Policjanci z Pabianic zatrzymali dwóch mężczyzn podejrzewanych o rozbój na 71-latku. Na wniosek prokuratury, sąd postanowił zastosować wobec przestępczego duetu tymczasowy areszt na okres 3 miesięcy. Teraz może im grozić kara do 12 lat pozbawienia wolności.
Sprawa rozpoczęła się 26 marca na jednej ze stacji paliw w centrum miasta. Tuż po godzinie 22.00 na teren ogrodzonego przedsiębiorstwa weszło dwóch mężczyzn. Stacja była już nieczynna, jednak w pomieszczeniu przebywał jeszcze 71-letni pracownik. Kiedy usłyszał odgłosy z podwórka, wyszedł na zewnątrz. Napastnicy szarpali mężczyznę i uderzyli go w głowę, by go obezwładnić. Następnie weszli do pomieszczenia i zabrali kilka tysięcy utargu. Mimo zagrożenia i szarpaniny, pracownik rozpoznał jednego z agresorów. O całej sprawie natychmiast zawiadomił policję.

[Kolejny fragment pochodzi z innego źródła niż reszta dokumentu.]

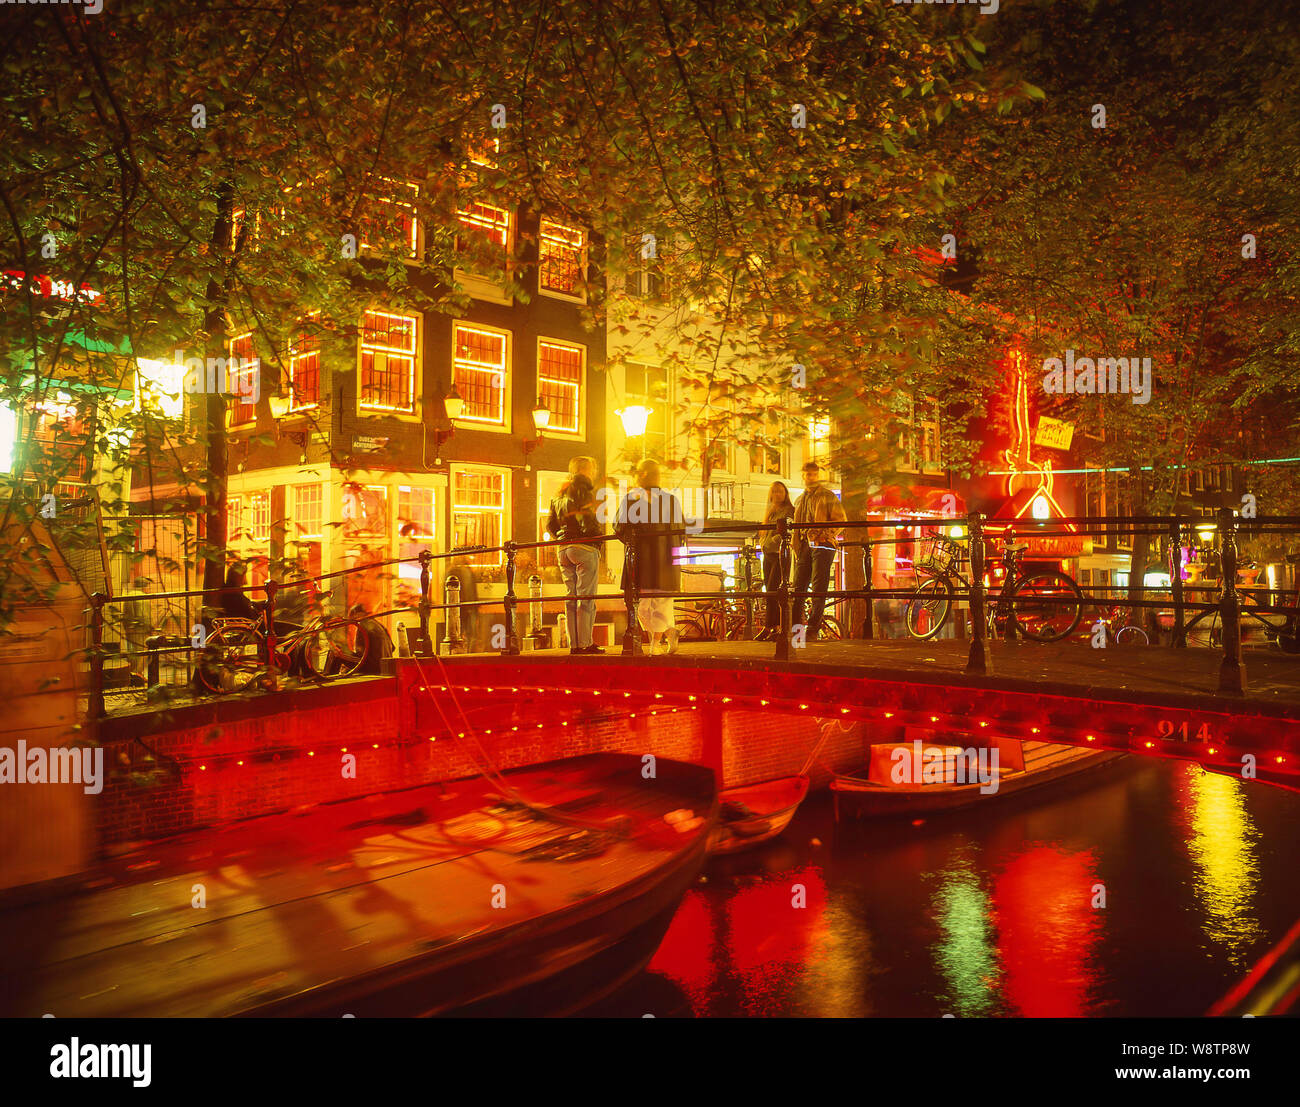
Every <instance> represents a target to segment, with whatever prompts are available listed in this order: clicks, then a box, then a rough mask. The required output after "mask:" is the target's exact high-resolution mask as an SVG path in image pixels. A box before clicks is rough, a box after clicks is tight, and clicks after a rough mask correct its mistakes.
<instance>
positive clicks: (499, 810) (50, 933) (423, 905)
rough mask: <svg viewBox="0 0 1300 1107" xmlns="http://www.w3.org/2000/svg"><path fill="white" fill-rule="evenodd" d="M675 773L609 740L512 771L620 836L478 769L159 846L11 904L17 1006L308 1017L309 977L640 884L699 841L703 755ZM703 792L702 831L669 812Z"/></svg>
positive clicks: (516, 781)
mask: <svg viewBox="0 0 1300 1107" xmlns="http://www.w3.org/2000/svg"><path fill="white" fill-rule="evenodd" d="M666 768H667V769H668V772H667V774H666V773H664V769H666ZM659 769H660V778H659V780H658V781H642V780H641V776H640V760H638V759H634V757H629V756H615V755H598V756H591V757H581V759H575V760H573V761H564V763H552V764H550V765H541V767H536V768H532V769H526V770H519V772H511V773H508V774H507V780H508V781H510V783H511V786H512V787H515V789H517V790H519V791H520V793H521V794H524V795H525V796H526V798H528V799H529V800H530V802H533V803H541V804H556V806H563V807H564V809H565V811H568V812H572V813H573V815H577V816H580V817H581V819H584V820H594V821H608V820H614V821H615V824H616V825H617V826H619V828H620V829H621V834H620V833H608V832H604V830H597V832H590V830H585V829H577V828H575V826H573V825H569V824H565V822H562V821H554V820H551V819H541V817H537V816H536V815H534V813H533V812H532V811H530V809H529V808H526V807H521V806H508V807H507V806H503V804H502V803H500V790H499V789H498V786H495V785H493V783H489V782H486V781H485V780H482V778H474V780H469V781H459V782H454V783H450V785H446V786H439V785H434V786H429V787H422V789H416V790H411V791H404V793H398V794H389V795H383V796H372V798H365V799H357V800H351V802H346V803H339V804H333V806H329V807H318V808H312V809H309V811H307V812H304V813H302V815H282V816H273V817H266V819H257V820H250V821H247V822H242V824H235V825H230V826H225V828H221V829H214V830H205V832H198V833H192V834H186V835H183V837H179V838H174V839H169V841H165V842H160V843H152V845H148V846H147V847H143V848H139V850H135V851H133V852H129V854H125V855H122V856H118V858H116V859H113V860H109V861H105V863H103V864H101V865H99V867H98V868H96V869H95V871H92V872H90V873H87V874H86V877H85V878H82V880H81V881H79V886H77V887H75V889H73V890H70V891H69V893H68V894H66V895H60V897H59V898H53V899H44V900H42V902H38V903H27V904H16V906H9V907H6V908H5V910H4V911H3V912H0V934H3V942H4V946H5V951H6V958H5V968H4V972H3V974H0V997H3V999H0V1015H6V1016H40V1015H44V1013H47V1012H48V1013H52V1015H55V1016H56V1017H95V1016H218V1015H235V1013H250V1012H259V1011H268V1010H270V1008H272V1007H273V1006H274V1004H277V1003H279V1002H283V1000H286V999H289V1000H290V1002H291V1003H292V1004H298V1006H296V1007H295V1013H298V1012H299V1011H300V1010H302V1008H303V1000H302V997H303V995H304V994H307V995H311V993H312V990H326V991H328V990H329V987H330V986H331V985H337V984H338V982H341V981H350V980H356V978H360V977H365V976H368V974H373V973H377V972H382V971H391V969H393V968H394V967H400V965H403V964H412V963H413V961H415V960H417V959H425V960H428V959H429V958H430V955H432V954H434V951H439V950H443V951H452V952H454V956H456V958H459V956H461V951H468V950H469V948H472V947H481V946H482V943H484V942H485V941H486V942H491V941H494V939H500V938H506V939H507V941H512V939H516V938H517V937H519V934H520V933H521V929H520V928H524V930H526V929H528V928H532V929H533V930H537V928H538V924H539V921H541V920H545V921H546V924H547V925H551V924H554V921H555V920H556V919H563V917H564V916H565V912H569V913H578V912H581V910H582V906H584V904H588V906H590V904H591V903H593V902H594V898H597V897H601V895H603V894H606V893H610V891H611V890H619V889H632V887H634V886H636V884H637V881H638V880H642V878H649V877H653V874H654V873H655V871H658V869H662V868H663V867H664V865H666V864H669V863H671V861H672V860H673V859H675V858H680V856H681V854H682V851H684V848H686V847H688V845H689V843H690V842H693V841H695V839H701V841H699V842H698V848H699V852H701V855H702V850H703V841H702V835H703V834H707V829H708V825H710V822H708V817H707V816H710V809H708V808H707V804H708V803H710V802H711V795H710V794H708V793H707V790H705V791H703V793H701V791H699V789H698V786H697V785H698V780H699V777H698V776H692V774H690V773H697V774H698V773H699V772H701V770H698V769H693V767H681V765H673V764H671V763H669V764H668V765H667V767H666V764H664V763H663V761H660V763H659ZM675 773H677V776H675ZM666 776H667V780H666ZM693 790H694V791H693ZM692 800H702V802H703V806H705V809H699V806H701V804H699V803H697V804H694V811H695V815H703V816H706V817H705V820H703V825H702V826H701V828H695V829H692V830H689V832H685V833H684V832H679V830H676V829H673V826H671V825H669V824H668V822H666V821H664V819H663V815H664V813H667V812H669V811H673V809H676V808H680V807H693V803H692ZM199 885H201V886H203V891H204V895H205V906H204V907H196V906H192V904H194V902H195V899H196V895H198V891H199V889H198V886H199ZM502 894H503V897H504V906H494V897H495V902H497V904H499V903H500V902H502ZM476 943H477V945H476ZM471 998H474V997H471ZM305 1006H307V1007H309V1006H311V1004H309V1003H307V1004H305ZM443 1006H456V1004H455V1003H454V1002H452V997H443V995H429V997H428V1010H429V1011H430V1012H432V1011H437V1010H438V1008H439V1007H443ZM344 1010H348V1008H344ZM421 1013H424V1012H421Z"/></svg>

Funkcjonariusze dokładnie sprawdzili każdy ślad i dowód w sprawie. Sprawcy długo nie cieszyli się łupem, a także wolnością. Na podstawie prowadzonych czynności policjanci z Wydziału Kryminalnego pabianickiej komendy ustalili, że podejrzewani przebywają w jednym z łódzkich hoteli. Sprawcy nie kryli zaskoczenia, kiedy policjanci stanęli w drzwiach pokoju hotelowego. Mężczyźni wieku 25 i 26 lat zostali zatrzymani. Usłyszeli już prokuratorskie zarzuty rozboju.
-Szybko okazało się także, że byli sprawcami podobnego zdarzenia na terenie Pabianic kilka dni wcześniej – podkom. Ilona Sidorko z pabianickiej KPP.
Na wniosek prokuratora sąd zdecydował o zastosowaniu wobec podejrzanych 3 miesięcznego aresztu tymczasowego. Grozi im kara do 12 lat pozbawienia wolności. Obaj pabianiczanie byli wcześniej notowani.